“The case for militancy as a political method is unassailable…Violence is wrong, say the anti-militants. Nothing could be more untrue. Violence has no moral complexion whatsoever. In itself it is neither right nor wrong. Its rightness or wrongness depends entirely upon the circumstances under which it is used.”
As a law-abiding well-educated person it feels uneasy to side with the argument above. But the point is driven even further:
“The strange fact is that many fervent anti-militants are themselves in favour of militancy – when it is the militancy of men. Some of the foremost amongst them vigorously upheld the South African war, with all its accompaniments of farm-burning and concentration camps.”
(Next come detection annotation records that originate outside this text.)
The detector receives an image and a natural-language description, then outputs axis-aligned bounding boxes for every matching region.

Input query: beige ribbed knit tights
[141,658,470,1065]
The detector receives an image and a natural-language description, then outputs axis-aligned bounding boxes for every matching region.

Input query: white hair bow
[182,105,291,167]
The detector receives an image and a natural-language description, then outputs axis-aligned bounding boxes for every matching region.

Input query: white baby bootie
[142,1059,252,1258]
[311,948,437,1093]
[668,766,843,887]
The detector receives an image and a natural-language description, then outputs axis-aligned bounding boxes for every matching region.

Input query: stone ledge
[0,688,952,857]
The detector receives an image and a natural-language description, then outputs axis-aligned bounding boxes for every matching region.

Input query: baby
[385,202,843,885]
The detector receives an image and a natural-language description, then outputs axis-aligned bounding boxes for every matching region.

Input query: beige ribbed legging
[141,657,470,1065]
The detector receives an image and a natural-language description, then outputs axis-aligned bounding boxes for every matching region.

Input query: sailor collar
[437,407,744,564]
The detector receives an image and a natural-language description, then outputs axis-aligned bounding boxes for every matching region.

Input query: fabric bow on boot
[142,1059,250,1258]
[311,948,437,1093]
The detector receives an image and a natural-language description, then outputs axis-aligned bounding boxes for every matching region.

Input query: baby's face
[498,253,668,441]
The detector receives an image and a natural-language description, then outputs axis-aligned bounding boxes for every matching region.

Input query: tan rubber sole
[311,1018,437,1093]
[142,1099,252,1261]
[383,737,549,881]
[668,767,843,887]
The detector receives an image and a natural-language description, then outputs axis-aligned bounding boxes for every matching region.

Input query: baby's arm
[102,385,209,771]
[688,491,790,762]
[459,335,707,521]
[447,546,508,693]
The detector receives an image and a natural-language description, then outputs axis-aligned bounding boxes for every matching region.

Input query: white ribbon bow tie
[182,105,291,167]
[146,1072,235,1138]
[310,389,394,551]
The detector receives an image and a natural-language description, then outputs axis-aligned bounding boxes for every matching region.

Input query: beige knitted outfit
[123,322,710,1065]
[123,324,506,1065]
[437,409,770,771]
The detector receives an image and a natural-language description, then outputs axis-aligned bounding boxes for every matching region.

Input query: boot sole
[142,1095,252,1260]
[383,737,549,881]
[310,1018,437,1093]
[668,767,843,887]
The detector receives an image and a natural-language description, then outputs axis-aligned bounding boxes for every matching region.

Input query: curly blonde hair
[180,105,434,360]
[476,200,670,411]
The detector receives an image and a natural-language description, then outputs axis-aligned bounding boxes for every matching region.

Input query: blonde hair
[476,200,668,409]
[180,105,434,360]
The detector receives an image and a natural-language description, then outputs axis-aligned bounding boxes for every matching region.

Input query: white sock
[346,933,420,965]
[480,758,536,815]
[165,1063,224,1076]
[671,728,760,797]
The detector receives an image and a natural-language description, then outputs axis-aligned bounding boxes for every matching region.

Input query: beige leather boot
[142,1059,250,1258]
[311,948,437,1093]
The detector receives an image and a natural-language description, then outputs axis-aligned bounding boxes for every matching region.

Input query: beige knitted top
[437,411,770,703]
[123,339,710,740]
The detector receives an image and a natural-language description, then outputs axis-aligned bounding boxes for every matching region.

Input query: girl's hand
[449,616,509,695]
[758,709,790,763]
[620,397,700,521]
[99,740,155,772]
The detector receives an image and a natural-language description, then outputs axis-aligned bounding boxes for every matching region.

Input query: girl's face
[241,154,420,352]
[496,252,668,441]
Leaving aside the reference to concentration camps, which in itself needs comment, these are the words of Christabel Pankhurst on 1st November 1913 in the New Statesmen. She was the daughter of Emmeline Pankhurst the leader of the British suffragette movement that was trying to get women the vote. She further wrote:
“Militancy is a political weapon used by women as the only discoverable substitute for vote…It is a means of breaking up up the false relation of inferior to superior that has existed between men and women, and it is a means of correcting the great faults that have been produced in either sex by the subjection of women”
And the key point:
“For Suffragists to be law-abiding at any and every cost is an evil, because this flatters the self-importance of men and disinclines them to concede a demand so meekly made of them”
I got this from the centenary edition of the New Statesman, which provides an excellent real-time commentary of pivotal moments in history. Crucially, I wonder what norms and laws we are following today that a hundred years down the line people will look back as unjust. And which dissidents, trouble-makers and agitators of today will be viewed as heroes of tomorrow.